A lysine residue within the highly conserved center of the fifth transmembrane segment in P(IIC)-type ATPase α-subunits is uniquely found in H,K-ATPases instead of a serine in all Na,K-ATPase isoforms. Because previous studies suggested a prominent role of this residue in determining the electrogenicity of non-gastric H,K-ATPase and in pK(a) modulation of the proton-translocating residues in the gastric H,K-ATPases as well, we investigated its functional significance for ion transport by expressing several Lys-791 variants of the gastric H,K-ATPase in Xenopus oocytes. Although the mutant proteins were all detected at the cell surface, none of the investigated mutants displayed any measurable K(+)-induced stationary currents.

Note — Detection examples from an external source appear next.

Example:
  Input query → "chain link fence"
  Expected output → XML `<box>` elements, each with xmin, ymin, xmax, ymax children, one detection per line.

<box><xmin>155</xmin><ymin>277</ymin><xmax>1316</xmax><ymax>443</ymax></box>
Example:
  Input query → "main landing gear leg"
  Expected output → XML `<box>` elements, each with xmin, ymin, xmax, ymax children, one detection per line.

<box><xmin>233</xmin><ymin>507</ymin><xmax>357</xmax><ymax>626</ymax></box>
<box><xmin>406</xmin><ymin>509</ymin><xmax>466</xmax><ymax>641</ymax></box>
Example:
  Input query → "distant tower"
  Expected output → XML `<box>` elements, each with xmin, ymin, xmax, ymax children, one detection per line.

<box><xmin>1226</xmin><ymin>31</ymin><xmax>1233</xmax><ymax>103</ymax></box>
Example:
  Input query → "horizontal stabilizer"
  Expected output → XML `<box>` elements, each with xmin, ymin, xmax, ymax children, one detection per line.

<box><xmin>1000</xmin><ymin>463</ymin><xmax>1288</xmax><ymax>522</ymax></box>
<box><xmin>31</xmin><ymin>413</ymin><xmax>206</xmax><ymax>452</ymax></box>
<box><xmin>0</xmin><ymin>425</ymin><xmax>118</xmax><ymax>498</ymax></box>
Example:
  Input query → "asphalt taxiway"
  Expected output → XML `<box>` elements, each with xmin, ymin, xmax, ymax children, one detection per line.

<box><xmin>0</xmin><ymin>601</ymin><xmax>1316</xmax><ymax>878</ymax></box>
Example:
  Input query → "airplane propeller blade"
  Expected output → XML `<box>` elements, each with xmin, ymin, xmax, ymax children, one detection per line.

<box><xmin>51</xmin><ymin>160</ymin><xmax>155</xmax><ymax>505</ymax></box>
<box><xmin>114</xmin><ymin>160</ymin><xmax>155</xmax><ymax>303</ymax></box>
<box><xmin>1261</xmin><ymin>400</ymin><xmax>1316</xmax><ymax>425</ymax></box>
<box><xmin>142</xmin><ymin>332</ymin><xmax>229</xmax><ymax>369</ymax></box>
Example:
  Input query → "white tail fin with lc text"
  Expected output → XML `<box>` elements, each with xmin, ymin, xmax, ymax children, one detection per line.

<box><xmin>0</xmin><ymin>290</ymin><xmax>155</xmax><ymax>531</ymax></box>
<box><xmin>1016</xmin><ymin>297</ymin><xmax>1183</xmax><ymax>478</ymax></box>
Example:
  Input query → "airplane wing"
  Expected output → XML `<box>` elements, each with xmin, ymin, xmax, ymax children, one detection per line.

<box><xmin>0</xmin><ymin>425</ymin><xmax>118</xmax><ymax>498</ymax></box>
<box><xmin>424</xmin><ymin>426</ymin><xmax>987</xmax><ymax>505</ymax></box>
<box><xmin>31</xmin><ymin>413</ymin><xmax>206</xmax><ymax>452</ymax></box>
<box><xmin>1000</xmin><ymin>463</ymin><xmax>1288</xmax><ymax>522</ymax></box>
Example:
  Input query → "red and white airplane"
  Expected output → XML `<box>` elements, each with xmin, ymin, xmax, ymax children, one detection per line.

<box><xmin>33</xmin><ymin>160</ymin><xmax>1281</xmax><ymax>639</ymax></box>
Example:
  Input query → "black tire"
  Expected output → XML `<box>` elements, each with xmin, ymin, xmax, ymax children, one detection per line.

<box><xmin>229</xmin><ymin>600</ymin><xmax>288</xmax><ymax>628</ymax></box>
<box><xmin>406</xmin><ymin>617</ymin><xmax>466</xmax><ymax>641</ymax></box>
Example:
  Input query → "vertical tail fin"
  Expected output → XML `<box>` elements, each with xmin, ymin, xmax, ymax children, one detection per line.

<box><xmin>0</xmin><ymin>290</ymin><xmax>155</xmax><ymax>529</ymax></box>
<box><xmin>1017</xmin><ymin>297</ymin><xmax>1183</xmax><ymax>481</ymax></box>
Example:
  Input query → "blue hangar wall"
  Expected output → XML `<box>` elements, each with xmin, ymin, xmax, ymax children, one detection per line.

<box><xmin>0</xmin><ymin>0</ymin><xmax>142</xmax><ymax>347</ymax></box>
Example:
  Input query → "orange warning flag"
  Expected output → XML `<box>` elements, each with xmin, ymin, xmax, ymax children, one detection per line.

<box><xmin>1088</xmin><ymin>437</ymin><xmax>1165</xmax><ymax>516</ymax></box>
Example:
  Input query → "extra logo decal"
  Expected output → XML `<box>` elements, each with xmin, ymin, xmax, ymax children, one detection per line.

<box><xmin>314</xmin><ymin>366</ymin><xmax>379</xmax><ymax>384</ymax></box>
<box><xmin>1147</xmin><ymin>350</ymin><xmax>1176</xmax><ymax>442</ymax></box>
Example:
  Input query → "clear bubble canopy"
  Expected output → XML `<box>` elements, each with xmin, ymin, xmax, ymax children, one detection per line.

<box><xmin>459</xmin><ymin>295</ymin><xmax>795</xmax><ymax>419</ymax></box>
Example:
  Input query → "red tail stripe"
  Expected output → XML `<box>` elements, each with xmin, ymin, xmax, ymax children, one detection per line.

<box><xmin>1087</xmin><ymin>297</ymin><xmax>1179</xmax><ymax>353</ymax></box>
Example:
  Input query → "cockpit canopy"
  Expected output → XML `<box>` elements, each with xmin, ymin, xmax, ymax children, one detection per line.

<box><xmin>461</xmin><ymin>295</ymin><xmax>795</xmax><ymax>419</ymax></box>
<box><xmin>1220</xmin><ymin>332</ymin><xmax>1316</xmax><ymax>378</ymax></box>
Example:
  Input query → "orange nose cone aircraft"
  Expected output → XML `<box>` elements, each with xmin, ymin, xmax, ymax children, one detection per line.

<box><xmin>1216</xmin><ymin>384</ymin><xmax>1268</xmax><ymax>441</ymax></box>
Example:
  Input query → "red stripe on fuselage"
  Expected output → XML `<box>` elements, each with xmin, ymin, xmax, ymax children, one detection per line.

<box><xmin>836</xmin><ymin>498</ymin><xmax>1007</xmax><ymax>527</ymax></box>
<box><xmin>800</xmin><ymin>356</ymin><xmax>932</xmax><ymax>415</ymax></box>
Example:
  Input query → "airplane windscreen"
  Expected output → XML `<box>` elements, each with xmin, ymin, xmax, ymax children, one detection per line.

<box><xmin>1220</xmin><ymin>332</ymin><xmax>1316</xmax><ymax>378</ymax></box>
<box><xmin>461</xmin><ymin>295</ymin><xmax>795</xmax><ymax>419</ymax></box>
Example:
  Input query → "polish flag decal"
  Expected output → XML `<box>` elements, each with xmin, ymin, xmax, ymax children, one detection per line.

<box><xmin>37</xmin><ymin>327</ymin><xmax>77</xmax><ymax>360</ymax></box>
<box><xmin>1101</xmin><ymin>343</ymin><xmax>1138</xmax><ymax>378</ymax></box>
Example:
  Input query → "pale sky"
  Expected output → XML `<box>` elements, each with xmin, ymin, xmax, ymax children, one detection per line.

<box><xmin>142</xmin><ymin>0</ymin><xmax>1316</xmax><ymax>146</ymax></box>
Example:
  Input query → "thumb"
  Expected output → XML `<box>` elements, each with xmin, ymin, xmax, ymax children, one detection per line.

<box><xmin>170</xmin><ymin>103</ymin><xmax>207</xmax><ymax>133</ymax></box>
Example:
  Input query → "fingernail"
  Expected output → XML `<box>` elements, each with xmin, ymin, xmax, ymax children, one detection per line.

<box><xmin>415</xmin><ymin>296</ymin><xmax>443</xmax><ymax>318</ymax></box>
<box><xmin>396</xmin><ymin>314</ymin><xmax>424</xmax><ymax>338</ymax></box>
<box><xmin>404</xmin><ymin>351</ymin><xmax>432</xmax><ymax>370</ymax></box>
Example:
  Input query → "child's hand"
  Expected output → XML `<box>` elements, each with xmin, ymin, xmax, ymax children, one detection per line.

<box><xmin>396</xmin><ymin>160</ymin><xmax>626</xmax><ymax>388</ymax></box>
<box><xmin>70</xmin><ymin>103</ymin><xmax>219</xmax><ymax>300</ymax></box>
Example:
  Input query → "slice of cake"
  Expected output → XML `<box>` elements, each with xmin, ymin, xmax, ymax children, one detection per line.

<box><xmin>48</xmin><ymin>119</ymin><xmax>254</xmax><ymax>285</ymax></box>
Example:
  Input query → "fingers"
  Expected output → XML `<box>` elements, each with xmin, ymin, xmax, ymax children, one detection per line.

In Rb(+) uptake measurements, replacement of Lys-791 by Arg, Ala, Ser, and Glu substantially impaired transport activity and reduced the sensitivity toward the E(2)-specific inhibitor SCH28080. Furthermore, voltage clamp fluorometry using a reporter site in the TM5/TM6 loop for labeling with tetra-methylrhodamine-6-maleimide revealed markedly changed fluorescence signals. All four investigated mutants exhibited a strong shift toward the E(1)P state, in agreement with their reduced SCH28080 sensitivity, and an about 5-10-fold decreased forward rate constant of the E(1)P ↔ E(2)P conformational transition, thus explaining the E(1)P shift and the reduced Rb(+) transport activity. When Glu-820 in TM6 adjacent to Lys-791 was replaced by non-charged or positively charged amino acids, severe effects on fluorescence signals and Rb(+) transport were also observed, whereas substitution by aspartate was less disturbing. These results suggest that formation of an E(2)P-stabilizing interhelical salt bridge is essential to prevent futile proton exchange cycles of H(+) pumping P-type ATPases.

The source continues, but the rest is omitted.